Gwadloup.Nationalisme : Osons le débat ! (partie 2)

By Ary Broussillon

Le mouvement anticolonialiste guadeloupéen est dans un « kat chimen »…… Lire la première partie de l’article

Aujourd’hui, les discussions doivent reprendre en les contextualisant. Il ressort comme impérieux, à la veille de l’entame de la dernière année de ce quart du 21ème siècle, de les conduire en tenant compte des évolutions qu’a connues la société guadeloupéenne et le monde, et en procédant donc à un réexamen de :

  • Sa composition ethno-raciale, sociale et démographique (vieillissement, recomposition sociologique, moyennisation de la population, accroissement de la pauvreté et du chômage).
  • L’impact des migrations et de la diaspora
  • L’évolution des structures familiales et des modèles de parenté
  • La réalité socio-économique : nouvelle répartition des catégories sociales, socio-professionnels et des classes sociales
  • Les niveaux et modes de vie,
  • Les attentes et aspirations profondes du peuple et des différentes couches sociales
  • Les mobilisations sociales, citoyennes et politiques
  • L’évaluation du degré d’adhésion ou de rejet des idéaux portés par les organisations et partis anticoloniaux : dans quelle mesure résonnent-ils avec les réalités quotidiennes du peuple ?
  • Le contexte géopolitique influençant nos relations avec la France et le monde.

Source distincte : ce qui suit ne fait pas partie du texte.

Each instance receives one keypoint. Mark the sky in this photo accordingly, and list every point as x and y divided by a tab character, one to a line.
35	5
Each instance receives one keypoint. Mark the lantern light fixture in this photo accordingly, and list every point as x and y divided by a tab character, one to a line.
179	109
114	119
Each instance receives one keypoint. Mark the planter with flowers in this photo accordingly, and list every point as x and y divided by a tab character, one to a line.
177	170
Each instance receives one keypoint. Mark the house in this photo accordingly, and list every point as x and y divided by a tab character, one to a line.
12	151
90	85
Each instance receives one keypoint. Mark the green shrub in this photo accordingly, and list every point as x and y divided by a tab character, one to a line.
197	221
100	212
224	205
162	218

Il s’agirait in fine, de se poser la question de savoir si sont réunies les conditions du changement qu’il ne s’agit pas d’attendre et d’espérer mais de provoquer. Quelles sont-elles ? Je ne peux pour l’heure et en toute humilité que donner quelques pistes en rappelant quelques « fondamentaux » qui je le répète ne sont pas des dogmes et peuvent être corrigés voire balayés dans le débat que j’appelle de mes vœux :

1. Conditions objectives : Une crise systémique

  • Un effondrement ou une incapacité des structures de pouvoir en place à répondre aux besoins fondamentaux des Guadeloupéens
  • L’existence de contradictions structurelles insurmontables (pauvreté endémique, chômage massif, discriminations systémiques).
  • Une perte de légitimité des élites ou des institutions dirigeantes (corruption, crise morale ou politique).

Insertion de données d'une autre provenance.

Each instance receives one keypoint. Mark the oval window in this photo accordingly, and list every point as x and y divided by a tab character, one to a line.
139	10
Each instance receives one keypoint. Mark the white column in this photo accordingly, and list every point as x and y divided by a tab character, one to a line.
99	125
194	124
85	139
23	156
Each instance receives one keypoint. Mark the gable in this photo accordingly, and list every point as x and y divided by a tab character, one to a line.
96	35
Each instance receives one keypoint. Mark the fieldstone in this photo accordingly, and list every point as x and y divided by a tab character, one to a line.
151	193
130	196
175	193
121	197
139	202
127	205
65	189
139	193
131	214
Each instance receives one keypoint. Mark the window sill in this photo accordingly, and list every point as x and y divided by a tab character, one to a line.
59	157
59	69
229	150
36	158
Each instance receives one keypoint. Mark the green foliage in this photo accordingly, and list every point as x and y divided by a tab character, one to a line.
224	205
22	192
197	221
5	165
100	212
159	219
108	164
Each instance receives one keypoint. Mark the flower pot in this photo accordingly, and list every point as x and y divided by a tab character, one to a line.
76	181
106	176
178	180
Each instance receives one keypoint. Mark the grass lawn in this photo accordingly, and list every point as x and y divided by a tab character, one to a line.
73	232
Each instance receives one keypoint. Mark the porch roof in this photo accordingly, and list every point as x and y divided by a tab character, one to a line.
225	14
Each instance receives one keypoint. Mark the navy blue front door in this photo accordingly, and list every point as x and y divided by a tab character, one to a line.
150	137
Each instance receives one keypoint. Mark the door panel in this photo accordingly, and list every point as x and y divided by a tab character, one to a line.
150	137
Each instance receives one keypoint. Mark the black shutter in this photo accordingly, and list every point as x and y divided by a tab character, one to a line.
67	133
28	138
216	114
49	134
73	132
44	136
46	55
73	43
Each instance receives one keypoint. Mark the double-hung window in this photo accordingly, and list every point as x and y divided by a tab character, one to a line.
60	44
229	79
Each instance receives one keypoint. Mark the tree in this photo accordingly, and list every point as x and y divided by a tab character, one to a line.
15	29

2. Conditions subjectives : Une conscience collective et une volonté de changement

  • L’émergence d’un sentiment partagé que la situation actuelle est insupportable et qu’un changement est indispensable.
  • Une conscientisation/politisation des gens : les Guadeloupéens doivent non seulement être mécontents, mais aussi croire en la possibilité d’un avenir différent et être prêts à agir pour l’obtenir.
  • Un projet ou une idéologie mobilisatrice qui peut donner un sens à la lutte (par exemple : anticolonialisme, justice sociale, souveraineté).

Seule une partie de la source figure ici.